A spokesman for the San Diego sheriff’s department would not comment on the cause of Nalepa’s death either, nor would he say if the two cases are connected. He said Shacknai was not home during the incident.
“At this point we haven’t come to a conclusion,” said Frank. “It is not an accident, so what that leads to is a suicide or homicide. We process the case as if it is the worse-case scenario, and that way we don’t miss anything.”
The cause of Nalepa’s death is pending toxicology results that can take up to six weeks, he said. “This could be a suicide or this could be a homicide,” he added. “Sometimes suicide and homicide can look very similar.

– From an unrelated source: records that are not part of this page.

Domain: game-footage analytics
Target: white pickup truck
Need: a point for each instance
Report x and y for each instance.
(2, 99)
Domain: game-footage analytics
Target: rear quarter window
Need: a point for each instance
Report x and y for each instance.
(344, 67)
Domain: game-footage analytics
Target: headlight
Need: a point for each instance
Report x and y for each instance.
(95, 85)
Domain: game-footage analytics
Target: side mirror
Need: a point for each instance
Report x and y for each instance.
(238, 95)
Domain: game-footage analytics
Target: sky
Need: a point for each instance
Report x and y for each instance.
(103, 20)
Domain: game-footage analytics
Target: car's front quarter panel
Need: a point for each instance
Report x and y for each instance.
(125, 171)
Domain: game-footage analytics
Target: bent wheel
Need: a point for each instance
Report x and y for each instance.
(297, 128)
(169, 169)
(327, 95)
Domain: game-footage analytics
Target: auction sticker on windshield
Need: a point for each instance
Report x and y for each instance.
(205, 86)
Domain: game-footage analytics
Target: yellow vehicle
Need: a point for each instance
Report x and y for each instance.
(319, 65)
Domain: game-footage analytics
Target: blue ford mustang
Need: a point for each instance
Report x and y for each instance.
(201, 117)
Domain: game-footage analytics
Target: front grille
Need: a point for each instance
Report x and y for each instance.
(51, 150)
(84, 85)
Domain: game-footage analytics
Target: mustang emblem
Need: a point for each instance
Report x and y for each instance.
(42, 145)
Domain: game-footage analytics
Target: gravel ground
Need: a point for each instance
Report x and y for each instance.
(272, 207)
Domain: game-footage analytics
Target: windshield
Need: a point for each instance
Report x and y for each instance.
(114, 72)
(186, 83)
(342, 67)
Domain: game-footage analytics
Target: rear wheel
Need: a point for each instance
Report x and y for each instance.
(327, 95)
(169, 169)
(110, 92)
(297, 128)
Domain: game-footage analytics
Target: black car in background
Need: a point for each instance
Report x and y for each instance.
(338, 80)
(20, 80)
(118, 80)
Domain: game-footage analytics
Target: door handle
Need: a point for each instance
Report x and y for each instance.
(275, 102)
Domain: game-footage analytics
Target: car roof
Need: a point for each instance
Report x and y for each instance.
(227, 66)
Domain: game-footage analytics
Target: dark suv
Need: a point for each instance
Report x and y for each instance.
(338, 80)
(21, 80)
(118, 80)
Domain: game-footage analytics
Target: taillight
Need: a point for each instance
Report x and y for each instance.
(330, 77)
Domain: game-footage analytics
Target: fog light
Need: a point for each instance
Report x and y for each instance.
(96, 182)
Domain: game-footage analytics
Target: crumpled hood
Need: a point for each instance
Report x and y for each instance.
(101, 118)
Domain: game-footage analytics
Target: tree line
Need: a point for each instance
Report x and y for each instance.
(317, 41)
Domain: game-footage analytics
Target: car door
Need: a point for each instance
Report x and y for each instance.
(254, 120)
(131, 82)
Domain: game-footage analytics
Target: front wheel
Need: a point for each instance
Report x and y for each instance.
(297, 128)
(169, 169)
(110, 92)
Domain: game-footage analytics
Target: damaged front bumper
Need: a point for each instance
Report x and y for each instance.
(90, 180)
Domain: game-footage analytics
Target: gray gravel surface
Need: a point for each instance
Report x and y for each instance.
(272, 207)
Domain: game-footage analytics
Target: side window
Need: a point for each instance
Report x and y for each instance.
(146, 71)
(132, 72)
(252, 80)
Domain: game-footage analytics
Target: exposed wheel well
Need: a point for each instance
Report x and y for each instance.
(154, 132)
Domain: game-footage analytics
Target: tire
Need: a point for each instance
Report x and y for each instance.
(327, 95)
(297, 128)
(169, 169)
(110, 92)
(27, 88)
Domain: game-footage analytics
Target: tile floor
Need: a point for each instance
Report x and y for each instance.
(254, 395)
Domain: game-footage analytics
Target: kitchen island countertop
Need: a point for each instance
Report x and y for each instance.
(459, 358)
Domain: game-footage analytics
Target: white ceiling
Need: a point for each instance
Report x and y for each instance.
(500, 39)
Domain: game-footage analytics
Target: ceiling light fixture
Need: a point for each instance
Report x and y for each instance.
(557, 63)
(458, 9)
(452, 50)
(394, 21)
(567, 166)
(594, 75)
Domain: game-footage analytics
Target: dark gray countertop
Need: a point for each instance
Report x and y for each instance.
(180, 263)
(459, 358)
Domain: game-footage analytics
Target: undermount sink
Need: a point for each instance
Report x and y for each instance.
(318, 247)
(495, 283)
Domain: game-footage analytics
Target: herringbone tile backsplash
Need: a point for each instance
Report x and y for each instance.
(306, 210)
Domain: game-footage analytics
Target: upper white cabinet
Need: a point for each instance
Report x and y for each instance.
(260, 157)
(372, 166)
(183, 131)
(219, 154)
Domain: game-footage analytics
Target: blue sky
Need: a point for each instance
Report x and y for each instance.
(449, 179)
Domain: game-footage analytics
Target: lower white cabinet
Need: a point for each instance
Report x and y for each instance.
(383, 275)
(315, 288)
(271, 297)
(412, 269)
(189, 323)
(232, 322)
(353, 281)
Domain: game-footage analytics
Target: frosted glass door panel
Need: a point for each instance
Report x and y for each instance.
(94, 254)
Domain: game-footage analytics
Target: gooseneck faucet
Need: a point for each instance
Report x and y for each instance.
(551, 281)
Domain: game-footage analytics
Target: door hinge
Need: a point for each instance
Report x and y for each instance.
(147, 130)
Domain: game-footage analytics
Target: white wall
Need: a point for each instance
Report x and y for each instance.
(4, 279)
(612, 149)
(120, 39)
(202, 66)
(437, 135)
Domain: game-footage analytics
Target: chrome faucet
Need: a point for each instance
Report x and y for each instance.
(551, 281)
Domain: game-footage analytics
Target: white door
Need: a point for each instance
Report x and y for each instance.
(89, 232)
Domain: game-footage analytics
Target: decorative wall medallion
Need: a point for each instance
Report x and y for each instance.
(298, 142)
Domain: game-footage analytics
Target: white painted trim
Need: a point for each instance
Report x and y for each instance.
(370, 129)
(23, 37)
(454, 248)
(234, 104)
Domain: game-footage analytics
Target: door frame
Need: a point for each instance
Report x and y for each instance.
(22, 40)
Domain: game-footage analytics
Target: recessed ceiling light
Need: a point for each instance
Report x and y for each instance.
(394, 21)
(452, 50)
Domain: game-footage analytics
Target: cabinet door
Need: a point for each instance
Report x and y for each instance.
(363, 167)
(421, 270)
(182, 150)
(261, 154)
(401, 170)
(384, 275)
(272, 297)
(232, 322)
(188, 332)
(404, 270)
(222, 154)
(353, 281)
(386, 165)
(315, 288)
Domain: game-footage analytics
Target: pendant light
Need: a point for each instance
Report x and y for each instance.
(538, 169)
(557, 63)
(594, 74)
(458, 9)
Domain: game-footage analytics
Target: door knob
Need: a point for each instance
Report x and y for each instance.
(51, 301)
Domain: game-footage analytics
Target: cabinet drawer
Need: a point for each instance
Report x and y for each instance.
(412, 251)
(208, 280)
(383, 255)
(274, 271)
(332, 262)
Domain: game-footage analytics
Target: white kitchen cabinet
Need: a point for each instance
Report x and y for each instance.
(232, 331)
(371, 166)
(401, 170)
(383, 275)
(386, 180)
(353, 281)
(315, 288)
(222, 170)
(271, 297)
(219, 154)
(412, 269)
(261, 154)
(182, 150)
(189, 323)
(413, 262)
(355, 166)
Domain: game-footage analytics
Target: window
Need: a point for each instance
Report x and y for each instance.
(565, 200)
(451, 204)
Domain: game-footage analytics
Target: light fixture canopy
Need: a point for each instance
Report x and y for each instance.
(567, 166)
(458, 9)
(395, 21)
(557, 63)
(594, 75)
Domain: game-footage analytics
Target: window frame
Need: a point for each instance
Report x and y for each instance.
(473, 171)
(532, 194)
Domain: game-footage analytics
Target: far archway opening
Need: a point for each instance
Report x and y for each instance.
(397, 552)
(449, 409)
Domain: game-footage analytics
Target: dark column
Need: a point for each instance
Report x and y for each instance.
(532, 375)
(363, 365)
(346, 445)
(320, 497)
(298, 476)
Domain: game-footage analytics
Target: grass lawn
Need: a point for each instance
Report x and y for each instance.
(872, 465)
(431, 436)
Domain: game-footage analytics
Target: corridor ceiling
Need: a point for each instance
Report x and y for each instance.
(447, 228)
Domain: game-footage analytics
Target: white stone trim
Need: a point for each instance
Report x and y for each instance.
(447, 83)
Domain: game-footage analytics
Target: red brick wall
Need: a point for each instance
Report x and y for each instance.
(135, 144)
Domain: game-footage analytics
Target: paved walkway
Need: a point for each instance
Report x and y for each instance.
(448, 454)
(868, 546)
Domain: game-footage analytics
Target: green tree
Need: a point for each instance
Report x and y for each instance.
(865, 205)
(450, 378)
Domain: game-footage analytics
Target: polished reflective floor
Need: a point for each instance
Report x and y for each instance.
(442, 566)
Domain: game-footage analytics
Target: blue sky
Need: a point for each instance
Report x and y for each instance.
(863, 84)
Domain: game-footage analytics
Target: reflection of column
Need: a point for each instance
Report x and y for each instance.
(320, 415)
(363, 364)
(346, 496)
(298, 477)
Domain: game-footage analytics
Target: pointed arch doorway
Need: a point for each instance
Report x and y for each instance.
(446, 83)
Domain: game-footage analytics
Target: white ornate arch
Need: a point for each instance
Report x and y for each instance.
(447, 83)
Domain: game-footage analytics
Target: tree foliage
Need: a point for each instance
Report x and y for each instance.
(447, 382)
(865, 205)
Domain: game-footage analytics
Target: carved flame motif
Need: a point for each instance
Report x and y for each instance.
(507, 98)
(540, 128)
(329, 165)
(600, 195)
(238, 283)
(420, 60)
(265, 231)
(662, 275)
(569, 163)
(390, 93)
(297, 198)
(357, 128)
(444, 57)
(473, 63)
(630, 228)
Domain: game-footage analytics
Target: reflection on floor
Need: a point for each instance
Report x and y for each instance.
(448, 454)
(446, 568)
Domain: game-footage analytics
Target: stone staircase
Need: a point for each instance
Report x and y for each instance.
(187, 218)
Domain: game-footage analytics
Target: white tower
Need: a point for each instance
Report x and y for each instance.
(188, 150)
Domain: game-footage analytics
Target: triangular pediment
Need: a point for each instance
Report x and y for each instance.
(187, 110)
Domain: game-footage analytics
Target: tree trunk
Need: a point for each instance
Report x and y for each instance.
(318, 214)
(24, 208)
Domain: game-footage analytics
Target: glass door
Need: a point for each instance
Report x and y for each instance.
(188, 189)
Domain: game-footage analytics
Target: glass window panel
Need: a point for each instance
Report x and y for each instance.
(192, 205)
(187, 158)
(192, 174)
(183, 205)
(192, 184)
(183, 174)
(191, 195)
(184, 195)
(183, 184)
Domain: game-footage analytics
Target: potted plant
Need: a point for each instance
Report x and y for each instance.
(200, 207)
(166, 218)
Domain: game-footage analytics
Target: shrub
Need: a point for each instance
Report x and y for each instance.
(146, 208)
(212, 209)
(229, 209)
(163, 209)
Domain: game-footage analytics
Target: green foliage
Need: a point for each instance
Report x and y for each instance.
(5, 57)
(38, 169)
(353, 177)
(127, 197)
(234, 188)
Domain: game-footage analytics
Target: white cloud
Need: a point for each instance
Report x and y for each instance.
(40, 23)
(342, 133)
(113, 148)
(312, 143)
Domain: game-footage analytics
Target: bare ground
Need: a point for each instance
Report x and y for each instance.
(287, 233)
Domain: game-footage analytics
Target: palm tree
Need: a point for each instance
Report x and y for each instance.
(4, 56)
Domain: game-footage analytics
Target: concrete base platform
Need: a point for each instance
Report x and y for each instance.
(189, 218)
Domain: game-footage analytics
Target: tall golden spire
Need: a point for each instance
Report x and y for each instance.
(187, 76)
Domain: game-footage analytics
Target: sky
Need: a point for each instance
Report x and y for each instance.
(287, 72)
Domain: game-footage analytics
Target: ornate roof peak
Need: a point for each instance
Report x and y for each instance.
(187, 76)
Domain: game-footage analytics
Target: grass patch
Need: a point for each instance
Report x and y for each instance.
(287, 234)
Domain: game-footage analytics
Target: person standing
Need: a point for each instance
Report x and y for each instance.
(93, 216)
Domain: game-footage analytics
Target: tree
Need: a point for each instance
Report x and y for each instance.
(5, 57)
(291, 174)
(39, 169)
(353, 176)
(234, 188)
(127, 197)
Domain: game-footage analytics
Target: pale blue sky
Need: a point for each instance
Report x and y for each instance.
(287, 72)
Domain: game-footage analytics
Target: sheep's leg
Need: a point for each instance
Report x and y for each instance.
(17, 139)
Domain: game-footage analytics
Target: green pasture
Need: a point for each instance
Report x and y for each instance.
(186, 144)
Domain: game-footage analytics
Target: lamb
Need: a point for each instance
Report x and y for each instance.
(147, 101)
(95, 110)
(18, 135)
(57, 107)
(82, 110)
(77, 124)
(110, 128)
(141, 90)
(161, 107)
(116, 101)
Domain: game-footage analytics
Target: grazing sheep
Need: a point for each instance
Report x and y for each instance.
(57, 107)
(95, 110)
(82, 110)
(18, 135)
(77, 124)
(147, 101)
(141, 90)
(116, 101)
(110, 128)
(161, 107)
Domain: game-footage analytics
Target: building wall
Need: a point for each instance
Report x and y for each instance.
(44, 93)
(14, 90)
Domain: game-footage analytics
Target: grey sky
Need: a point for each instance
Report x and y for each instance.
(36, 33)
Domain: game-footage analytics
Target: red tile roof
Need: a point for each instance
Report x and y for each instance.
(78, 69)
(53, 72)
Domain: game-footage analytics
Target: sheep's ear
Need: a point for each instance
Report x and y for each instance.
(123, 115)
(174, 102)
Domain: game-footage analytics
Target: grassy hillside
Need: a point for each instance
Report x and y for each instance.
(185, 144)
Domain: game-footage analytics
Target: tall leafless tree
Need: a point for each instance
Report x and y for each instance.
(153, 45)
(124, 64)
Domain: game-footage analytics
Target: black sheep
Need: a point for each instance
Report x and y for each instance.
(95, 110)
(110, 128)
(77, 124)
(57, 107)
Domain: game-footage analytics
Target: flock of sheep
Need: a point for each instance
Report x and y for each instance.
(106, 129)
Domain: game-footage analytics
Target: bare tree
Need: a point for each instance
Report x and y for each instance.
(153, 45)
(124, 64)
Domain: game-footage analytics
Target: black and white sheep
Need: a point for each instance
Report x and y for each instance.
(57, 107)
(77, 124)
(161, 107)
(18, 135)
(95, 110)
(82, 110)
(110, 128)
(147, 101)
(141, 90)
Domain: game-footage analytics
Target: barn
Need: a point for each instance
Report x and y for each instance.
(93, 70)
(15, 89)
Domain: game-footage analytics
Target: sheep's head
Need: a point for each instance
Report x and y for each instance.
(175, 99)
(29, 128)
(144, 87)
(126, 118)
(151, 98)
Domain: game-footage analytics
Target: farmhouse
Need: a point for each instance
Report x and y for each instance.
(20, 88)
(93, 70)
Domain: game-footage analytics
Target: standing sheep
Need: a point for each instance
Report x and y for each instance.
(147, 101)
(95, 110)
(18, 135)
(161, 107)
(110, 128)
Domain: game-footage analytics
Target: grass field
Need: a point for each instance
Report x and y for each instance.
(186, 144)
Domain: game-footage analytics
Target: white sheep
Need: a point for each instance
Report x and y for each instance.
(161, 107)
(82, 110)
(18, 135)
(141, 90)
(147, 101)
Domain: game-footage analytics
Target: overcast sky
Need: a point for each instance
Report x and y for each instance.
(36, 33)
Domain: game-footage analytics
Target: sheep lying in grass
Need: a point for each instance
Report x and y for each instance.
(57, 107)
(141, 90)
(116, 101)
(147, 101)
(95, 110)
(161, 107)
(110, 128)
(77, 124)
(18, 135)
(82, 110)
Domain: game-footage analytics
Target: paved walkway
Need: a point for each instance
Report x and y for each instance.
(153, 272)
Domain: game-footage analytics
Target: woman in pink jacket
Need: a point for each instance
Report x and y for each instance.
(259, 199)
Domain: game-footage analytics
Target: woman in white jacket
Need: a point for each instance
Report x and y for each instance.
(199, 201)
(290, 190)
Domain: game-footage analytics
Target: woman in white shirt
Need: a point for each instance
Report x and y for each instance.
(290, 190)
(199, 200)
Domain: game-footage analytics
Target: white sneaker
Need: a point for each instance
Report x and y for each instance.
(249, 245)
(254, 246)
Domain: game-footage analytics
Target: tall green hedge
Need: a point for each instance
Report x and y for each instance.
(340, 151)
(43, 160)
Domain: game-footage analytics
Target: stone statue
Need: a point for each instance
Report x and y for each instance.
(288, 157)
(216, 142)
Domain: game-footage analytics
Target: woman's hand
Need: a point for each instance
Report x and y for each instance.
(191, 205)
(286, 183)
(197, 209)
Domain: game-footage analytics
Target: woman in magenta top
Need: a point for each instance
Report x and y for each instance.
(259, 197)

We definitely are keeping an open mind on this … Sometimes people can be very creative when it comes to suicide.”
On Sunday, Shacknai spoke out for the first time, sending an email to reporters about his son. “His loving, kind and vibrant spirit will forever be in our hearts and those whom he touched every day,” the email said. “The loss to our families, Max’s many friends of all ages, and teammates, and the community is immeasurable.”
Curiously, prominent San Diego defense attorney and former district attorney Paul Pfingst showed up at the mansion twice, once on Tuesday after Nalepa was discovered and again on July 18. During his second visit, Pfingst refused to identify a client but told reporters that he was not representing Jonah Shacknai.
Reached at her home in St. Joseph, Missouri, Nalepa’s distraught sister said she didn’t believe her sister would have taken her own life. “It was not a suicide,” she said. “Because I know my sister.”